Вот уж не согласна. Да, в условиях высокой конкуренции, чтобы добиться результатов выше среднего, нужны рискованные практики – рутинными практиками не обойдешься. Но риск, его необходимость, его осмысленность измеряется здравым смыслом. Тут акцент на достижении, а не на риске ради него самого. В России же – культ «слабо» и «культура авось», демонстрация лихого гусарского пренебрежения жизнью.
В Москве позавчера закончился документальный фестиваль «Докер». Там было два фильма про карантин.
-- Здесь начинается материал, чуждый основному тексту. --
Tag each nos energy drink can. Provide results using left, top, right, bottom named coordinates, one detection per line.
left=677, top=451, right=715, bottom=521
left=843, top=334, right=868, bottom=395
Один, прекрасный, «Побег», выигравший короткий метр. И второй «Будьте здоровы», который прошел незамеченным. Это обидно. Мне как документалисту. И мне как гражданину.
Я не хотела смотреть «Будьте здоровы». Перед тем как смотреть «Будьте здоровы», я подумала, что идею украли. В мире идей ничего нельзя защитить. Ровно год назад был итальянский фильм «Письма времен карантина», он был такой же минималистичный: пролеты на дроне перед окнами запертых квартир, внутри запертая жизнь. По звуку: обрывки голосов, интервью, записанных по телефону, где исповедуются, каково сидеть взаперти.
Российско-польский фильм «Будьте здоровы» – точно такой же, минималистичный, тоже пустые улицы, тоже телефонные голоса. Наши сперли, подумала я. И ошиблась. То же, да не то.
Из всех звуков и картин несчастья выбрана одна страна, один город, один период и одна категория людей. Место действия – Питер. Время действия – апрель 2020-го. Голоса: пенсионеров, звонящих на «горячую линию».
В прошлом году в апреле в России был объявлен строгий круглосуточный карантин для пенсионеров.
Миллионы людей заперты в квартирах, у многих нет родственников, нет доступа к лекарствам, к еде, кому-то надо в поликлинику, но транспортные карты заблокированы. Питерские старики замурованы в собственной дряхлой жизни без какой-либо помощи.
И была тогда создана муниципальная «горячая линия», для того чтобы еще лучше было видно и слышно, что помощи нет, а операторы которой сами совершенно беспомощны, ни черта не знают и сами бы не прочь получить эти несчастные 2 тысячи поддержки, обещанные людям. Та история, когда на одном конце провода народ, а на другом конце провода тоже народ. А где тот, кто должен нести ответственность за людей, – не ясно. Этот очень простой фильм насладителен для глаз и утомителен для сердца.
– Я пенсионер, получаю нищенскую пенсию, вчера губернатор сказал, что таким пенсионерам будет оказана помощь…
– У меня никого нет совсем, я осталась совсем одна, я не могу выйти, у меня в кошельке 7 рублей.
– Запишите другой телефон и позвоните.
– Я не могу звонить, я плачу.
– Я пенсионерка, мне 70 лет, мне привезли обещанный продуктовый набор, а там только семь одинаковых пакетиков детского питания, это социальная государственная помощь, как это понимать, кому жаловаться?
– Мне привезли мужа из больницы, он уже три дня лежит на полу… просто привезли и бросили.
Подзабыли мы за год свое отчаяние и свои мечты, что вот когда-нибудь изобретут же вакцину и мы будем спасены.
Дьявол ироничен, и пока мы смотрели этот фильм в кино, на улицах того же города пировали чумные «Алые паруса», которые собрали десятки тысяч людей в свой муравейник. С той даты Петербург каждый день все обновляет и обновляет рекорды заболеваемости и смертности от коронавируса.
Мы никому не обязаны жить. Нас никто не должен спасать.